The main contribution of this article is summarized as follows.

1.: To overcome the limitations of conventional encoders in modeling complex industrial signals, we design a Transformer-based Temporal Encoder (TBTE). This module adapts the self-attention mechanism to tokenize time series into segments, enabling it to capture not only local dynamics but also critical long-range temporal dependencies. This results in more discriminative feature embeddings crucial for distinguishing subtle fault characteristics.
2.: We propose a novel Task-Adaptive Prototype Regularization (TAPR) strategy to address the challenge of task heterogeneity. This mechanism dynamically adjusts the regularization strength based on the difficulty of each few-shot task, promoting more compact intra-class distributions and clearer inter-class boundaries. This enhances the model’s adaptability and robustness in diverse and challenging diagnostic scenarios.

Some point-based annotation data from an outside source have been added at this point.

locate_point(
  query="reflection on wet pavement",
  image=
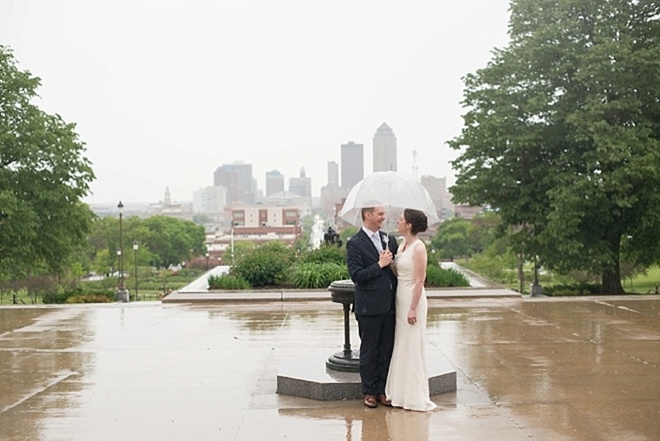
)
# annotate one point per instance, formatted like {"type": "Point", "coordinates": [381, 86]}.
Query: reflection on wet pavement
{"type": "Point", "coordinates": [528, 369]}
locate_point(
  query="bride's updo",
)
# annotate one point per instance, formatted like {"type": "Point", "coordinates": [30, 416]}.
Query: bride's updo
{"type": "Point", "coordinates": [417, 220]}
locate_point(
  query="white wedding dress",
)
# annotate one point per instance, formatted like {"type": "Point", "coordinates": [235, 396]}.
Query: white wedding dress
{"type": "Point", "coordinates": [407, 382]}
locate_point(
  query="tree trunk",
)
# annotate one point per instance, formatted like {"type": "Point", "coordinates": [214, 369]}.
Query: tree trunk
{"type": "Point", "coordinates": [611, 284]}
{"type": "Point", "coordinates": [521, 273]}
{"type": "Point", "coordinates": [611, 278]}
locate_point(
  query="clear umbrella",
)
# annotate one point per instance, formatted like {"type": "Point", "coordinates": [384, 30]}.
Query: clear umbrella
{"type": "Point", "coordinates": [392, 190]}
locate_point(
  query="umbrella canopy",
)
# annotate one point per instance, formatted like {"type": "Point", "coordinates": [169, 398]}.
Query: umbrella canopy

The rolling bearing benchmark are used to analyze the FSFD performance of the proposed TETARPN approach. Extensive experiments demonstrate its effectiveness and superiority in comparison with state-of-the-art methodologies.

2. Preliminary

2.1. Problem Formulation

In practical industrial environments, it is often possible to pre-identify various system states—such as normal operations or fault conditions—through domain knowledge and prior experience [33]. Based on this insight, we consider a scenario where data samples are collected under M known operating conditions, forming a labeled dataset

D = {(x_{i}, y_{i})}_{i = 1}^{N}

, where each input

x_{i} \in R^{p}

denotes a p-dimensional measurement, and each label

y_{i} \in 1, \dots, M

indicates its corresponding condition category. These samples are naturally grouped in the joint space

X \times Y

, aligning with different machine states. Traditionally, the goal of fault diagnosis is cast as a multi-class classification problem, in which a model is trained to accurately distinguish between these pre-defined categories [5].

However, in real-world industrial applications, obtaining a sufficient amount of labeled faulty data remains a significant bottleneck. It should be noted that the general consensus on “few shot” usually refers to scenarios where each category contains only a very limited number of samples. Not only that, fault events are rare by nature, and their labeling often requires costly manual inspection or domain expertise, making large-scale data acquisition infeasible. This limitation challenges the effectiveness of conventional supervised learning methods, especially when faced with limited samples for new fault types [34]. To address this issue, our study explores a more realistic and challenging FSFD scenario. In particular, we adopt the MBML approach, which is designed to emulate the adaptive behavior of experienced engineers: leveraging accumulated knowledge from past fault scenarios to quickly generalize to new, data-scarce diagnostic tasks.

2.2. Fault Diagnosis Based on PN

Fault diagnosis in industrial systems often suffers from insufficient labeled data under new or rare fault conditions, making it challenging for conventional supervised classifiers to generalize effectively. PN offers a compact yet powerful framework to address this challenge by learning a metric space where classification can be performed by computing distances to class prototypes. In this way, PN naturally supports rapid adaptation to unseen fault types with only a few labeled samples, a capability that is particularly valuable for real-world diagnostic scenarios. The method employs an episodic training strategy, which mimics the human ability to quickly adapt to new fault scenarios by leveraging prior knowledge [35]. The core idea is to learn an embedding that pulls together instances from the same class while pushing apart those from different classes, thereby facilitating generalization to novel working conditions not encountered during training [36].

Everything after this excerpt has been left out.